1. Blank or general endorsement:

If the endorser signs his name only and does not specify the name of the endorsee, the endorsement is said to be in blank Sec. 16(1). The effect of a blank endorsement is to convert the order instrument into bearer instrument (Sec. 54), which may be transferred merely by delivery.

2. Endorsement in full or special endorsement:

If the endorser, in addition to his signature, also adds a direction to pay the amount mentioned in the instrument to, or to the order of, a specified person the endorsement is said to be in full [Sec. 16(1)].

If, for example, A, the holder of a bill of exchange, wants to make an endorsement in full to B, he would write thus: "Pay to B or order, SdA4." After such an endorsement it is only the endorsee, i.e., B, who is entitled to receive the payment of the instrument and to further negotiate the instrument by his endorsement.

A blank endorsement can easily be converted into an endorsement in full, According to Section 49, the holder of a negotiable instrument endorsed in blank may, without signing his own name, by writing above the endorser's signature a direction to pay to any other person as endorsee, convert the endorsement in blank into an endorsement in full; and since such holder does not sign himself on the instrument he does not thereby incur the responsibility of an endorser.

3. Partial Endorsement:

Section 56 provides that a negotiable instrument cannot be endorsed for a part of the amount appearing to be due on the instrument. In other words, a partial endorsement which transfers the rights to receive only a part payment of the amount due on the instrument is invalid.

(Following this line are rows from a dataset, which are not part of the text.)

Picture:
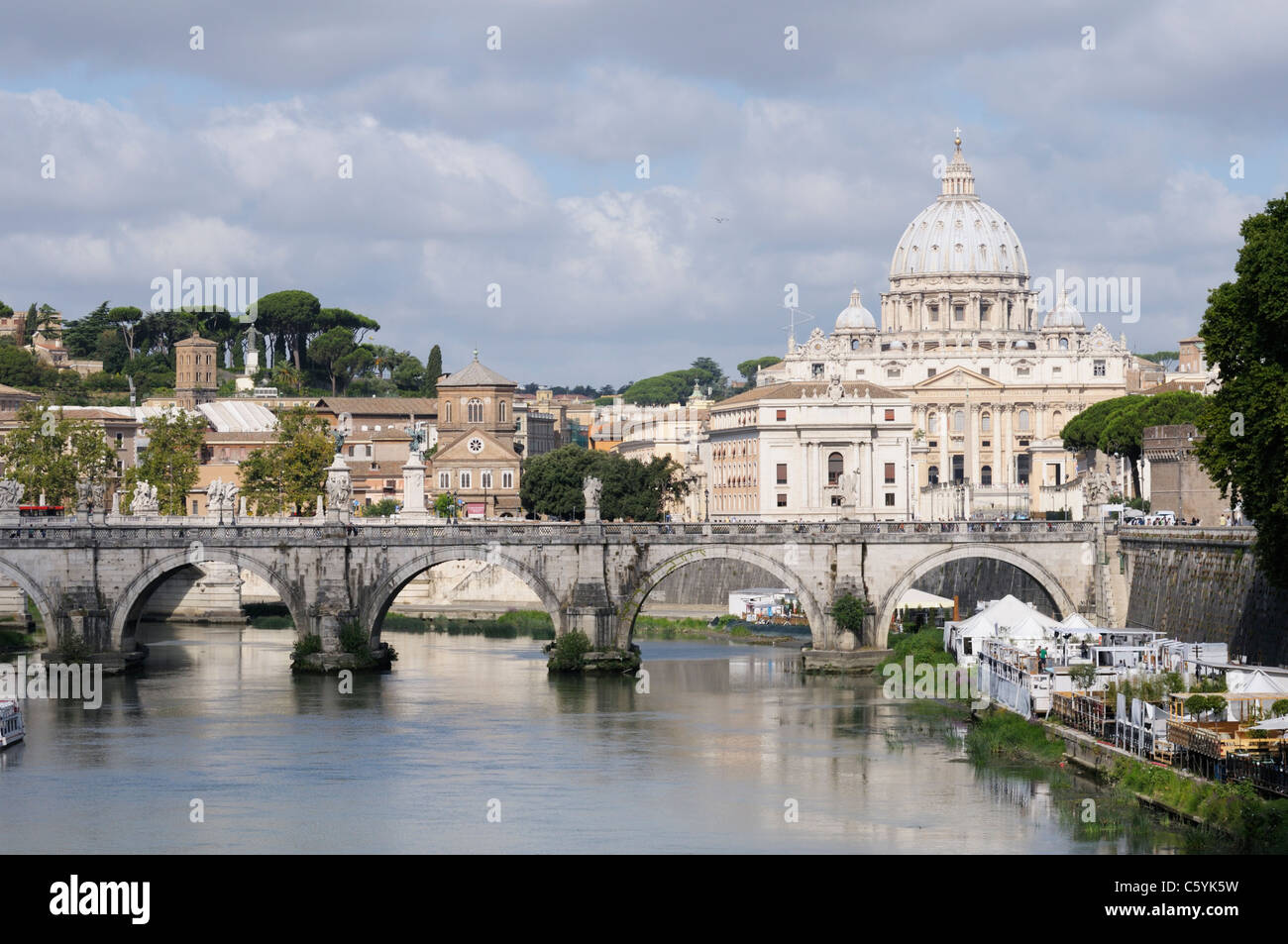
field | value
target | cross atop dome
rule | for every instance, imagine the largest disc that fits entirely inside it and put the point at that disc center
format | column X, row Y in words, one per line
column 958, row 181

Such an endorsement has been declared invalid because it would subject the prior parties to plurality of actions (one action by holder for part value and another action by endorsee for part value) "and will thus cause inconvenience to them.

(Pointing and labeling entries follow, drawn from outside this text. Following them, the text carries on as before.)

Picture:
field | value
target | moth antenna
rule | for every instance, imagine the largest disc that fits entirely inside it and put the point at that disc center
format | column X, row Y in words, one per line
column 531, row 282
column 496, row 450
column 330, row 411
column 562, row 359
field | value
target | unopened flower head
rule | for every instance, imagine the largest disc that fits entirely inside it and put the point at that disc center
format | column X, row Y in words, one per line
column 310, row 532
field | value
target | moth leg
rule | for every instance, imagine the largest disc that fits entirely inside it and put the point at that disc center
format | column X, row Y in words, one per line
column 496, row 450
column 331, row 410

Moreover, it would also interfere with the free circulation of negotiable instruments. It may be noted that an endorsement which purports to transfer the instrument to two or more endorses separately, and not jointly is also treated as partial endorsement and hence would be invalid.

Thus, where A holds a bill for Rs 2,000 and endorses it in favour of B for Rs 1,000 and in favour of C for the remaining Rs 1,000, the endorsement is partial and invalid.

Section 56, however, further provides that where an instrument has been paid in part, a note to that effect ma; be endorsed on the instrument and it may then be negotiated for the balance.

Thus, if in the above illustration the acceptor has already paid Rs 1,000 to A, the holder of the bill, A can then make an endorsement saying "Pay B or order" Rs 1,000 being the unpaid residue of the bill." Such an endorsement would be valid.

4. Restrictive endorsement:

Stating the effect of endorsement, Section 50 provides that "the endorsement of negotiable instrument followed by delivery transfers to the endorsee the property herein with the right of further negotiation." However, Section 50 permits restrictive endorsement.

An endorsement which, by express words, prohibits the endorsee from further negotiating the instrument or restricts the endorsee to deal with his instrument as directed by the endorser is called 'restrictive' endorsement.

The endorsee under a restrictive endorsement gets all the rights of an endorser except the right of further negotiation. In other words, such an endorsement entitles the endorsee to receive the payment on due date and sue the parties for it but he cannot further negotiate the instrument.

Illustrations:

(a) B, the holder of the bill, makes an endorsement on the bill saying "Pay C only." It is a restrictive endorsement as C cannot negotiate the bill further.2

(b) B, the holder of the bill, makes an indorsement on the bill, saying "Pay C for my use or "Pay C or order for the account of B." In either case there is a restrictive endorsement as the right of further negotiation by C has been excluded thereby.

The person liable on the hill must pay by drawing a cheque in the name of the holder (or the endorser) B. If he makes the payment to C on C's own account, he will still be liable to B, the endorser; Hence C cannot endorse the bill further in his own name.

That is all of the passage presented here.